Ben fit à Dean son air familier 'je-te-l'avais-dit', un air tellement ressemblant à celui que faisait Dean que Dean faillit en rire.

Faillit.

« Bien, Benjamin, quel est le message ? » La voix de Castiel était basse et douce alors qu'il parlait.

« Elle a dit… » Il tordit son visage comme s'il essayait de se souvenir. « Elle m'a fait le redire plusieurs fois pour que je m'en souvienne parce que c'est bizarre. Elle a dit 'Faust est œuvre de fiction, et personne ne peut se vanter d'avoir pactisé avec le diable. Pourtant, des accords ont été passés et des vies ont été changées. Mais beaucoup cherchent la grâce. Ne crains pas le passé. Ceux qui le possèdent ne le répètent pas. »

Les épaules de Ben s'affaissèrent joyeusement alors qu'il estimait avoir donné son message et il se repencha sur sa tarte, sa tâche achevée et oubliée.

Dean le fixa, la nausée grimpant dans son ventre. Il eut tout à coup peur que ce ne soit pas juste une phase que Ben traversait, que Ben était peut-être malade ou qu'il avait des problèmes qui dépassaient les connaissances ou l'aide de Dean. Mais il n'avait jamais vu ce genre de choses venant de lui avant. Il mit son cerveau à sac en essayant de penser à quelque chose d'autre qui aurait été étrange chez lui ces derniers temps et ressortit bredouille. Il jeta un regard vers Cas pour voir s'il avait un avis ou s'il en pensait quelque chose.

Castiel, dont la peau était normalement pâle, était devenu blanc comme un linge. Ses sourcils étaient profondément froncés et il fixait Ben comme s'il était une sorte de présage.

Ou de signe annonciateur.

« Merci, Benjamin. Si tu vois de nouveau Sarah, je te prie de la remercier également. »
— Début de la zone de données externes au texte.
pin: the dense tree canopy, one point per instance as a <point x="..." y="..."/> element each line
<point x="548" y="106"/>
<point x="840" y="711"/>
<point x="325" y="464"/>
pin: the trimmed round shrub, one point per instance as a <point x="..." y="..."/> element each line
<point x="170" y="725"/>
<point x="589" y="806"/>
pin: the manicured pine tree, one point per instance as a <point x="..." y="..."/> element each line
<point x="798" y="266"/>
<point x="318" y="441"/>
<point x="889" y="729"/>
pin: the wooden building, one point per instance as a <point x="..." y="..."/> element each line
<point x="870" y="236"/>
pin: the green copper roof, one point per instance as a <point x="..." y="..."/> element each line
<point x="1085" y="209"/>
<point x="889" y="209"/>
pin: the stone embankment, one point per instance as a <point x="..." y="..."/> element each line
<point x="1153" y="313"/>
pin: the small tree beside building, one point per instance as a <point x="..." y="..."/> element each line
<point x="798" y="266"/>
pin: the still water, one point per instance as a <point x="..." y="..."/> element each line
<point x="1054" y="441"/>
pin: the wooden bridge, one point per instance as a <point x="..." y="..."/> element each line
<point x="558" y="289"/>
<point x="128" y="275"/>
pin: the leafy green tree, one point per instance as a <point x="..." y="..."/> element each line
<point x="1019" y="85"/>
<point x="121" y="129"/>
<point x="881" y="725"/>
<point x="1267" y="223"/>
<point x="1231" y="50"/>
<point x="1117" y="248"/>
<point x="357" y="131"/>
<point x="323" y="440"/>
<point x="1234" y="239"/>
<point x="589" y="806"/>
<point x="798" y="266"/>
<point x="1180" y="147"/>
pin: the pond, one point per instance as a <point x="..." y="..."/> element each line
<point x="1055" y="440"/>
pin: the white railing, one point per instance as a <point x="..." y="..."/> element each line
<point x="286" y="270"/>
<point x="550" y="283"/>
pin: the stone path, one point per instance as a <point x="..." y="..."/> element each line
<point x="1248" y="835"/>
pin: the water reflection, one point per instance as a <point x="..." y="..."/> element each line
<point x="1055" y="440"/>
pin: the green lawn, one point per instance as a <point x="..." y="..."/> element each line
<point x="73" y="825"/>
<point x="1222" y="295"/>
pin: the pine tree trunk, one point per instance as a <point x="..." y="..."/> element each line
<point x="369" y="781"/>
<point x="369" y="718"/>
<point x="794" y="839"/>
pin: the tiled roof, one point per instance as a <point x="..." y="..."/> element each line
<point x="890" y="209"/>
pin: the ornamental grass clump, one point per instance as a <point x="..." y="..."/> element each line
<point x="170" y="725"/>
« Bien sûr, Monsieur Collins, » dit Ben, sa bouche remplie des dernières bouchées de la tarte. « Je dois y aller. Pamela m'emmène acheter de nouvelles chaussures. Salut ! » Il galopa hors de sa chaise et sortit par la porte arrière avant que l'un des hommes dise quoi que ce soit.
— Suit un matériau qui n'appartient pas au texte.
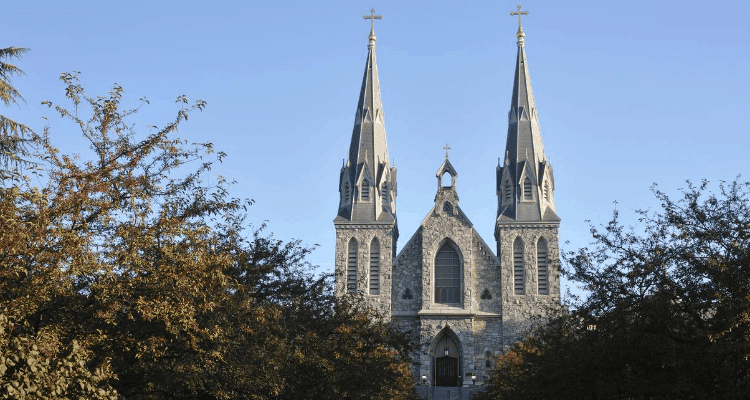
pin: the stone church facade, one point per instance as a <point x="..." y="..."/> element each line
<point x="463" y="302"/>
« C'était quoi, ça ? » s'exclama Dean. « Est-ce que je devrais m'en inquiéter ? Est-ce qu'il dit des conneries comme ça tout le temps ? »

Castiel secoua la tête distraitement. « Non. C'est la première fois qu'il a… Il n'a jamais eu de message avant. »

« Chuck a dit que vous lui avez parlé de Sarah. Qu'est-ce que Ben a dit ? »

Castiel haussa les épaules alors qu'il s'installait sur la chaise vide de Ben. « Ils jouent dans les bois. Ils trouvent des cailloux et des bâtons. De petits trous où se cacher. Ils cachent des trésors. Je lui ai donné un exemplaire des Robinsons Suisses et lui ai dit de le partager avec elle. C'est tout. »

Dean prit le trouble de Castiel pour de l'inquiétude pour Benjamin.

« Où est-ce qu'il est allé les chercher ? Ces mots ? » Demanda Dean.

Castiel haussa de nouveau les épaules, une épaule se levant gracieusement et retombant. « Je l'ignore, » mentit-il calmement.

Castiel savait pertinemment que le fantôme de sa sœur Sarah avait sympathisé avec le jeune Benjamin Collins, et bien que Castiel n'ait pas vu Sarah de ses propres yeux, il n'avait aucun doute quant à son existence. Il espérait que Sarah viendrait un jour à lui, tout comme elle rendait visite à Ben, et parlerait avec lui aussi librement qu'elle le faisait avec le jeune homme.

Il se demandait souvent si elle le ne faisait pas ou ne le pouvait pas parce que Castiel s'était damné lorsqu'il avait fait ce pacte avec Ruby.

Une petite étincelle d'espoir s'illumina au souvenir du message de Ben. Peut-être qu'il n'était pas damné, à en croire le message de Sarah.

Peut-être y avait-il une rédemption pour lui.

La voix de Dean le tira de ses pensées.

« Je vais demander à Sam. Peut-être que l'un de ses collègues saura s'il faut s'en inquiéter. »

Castiel hocha la tête alors qu'il sirotait son thé. Il était froid à présent.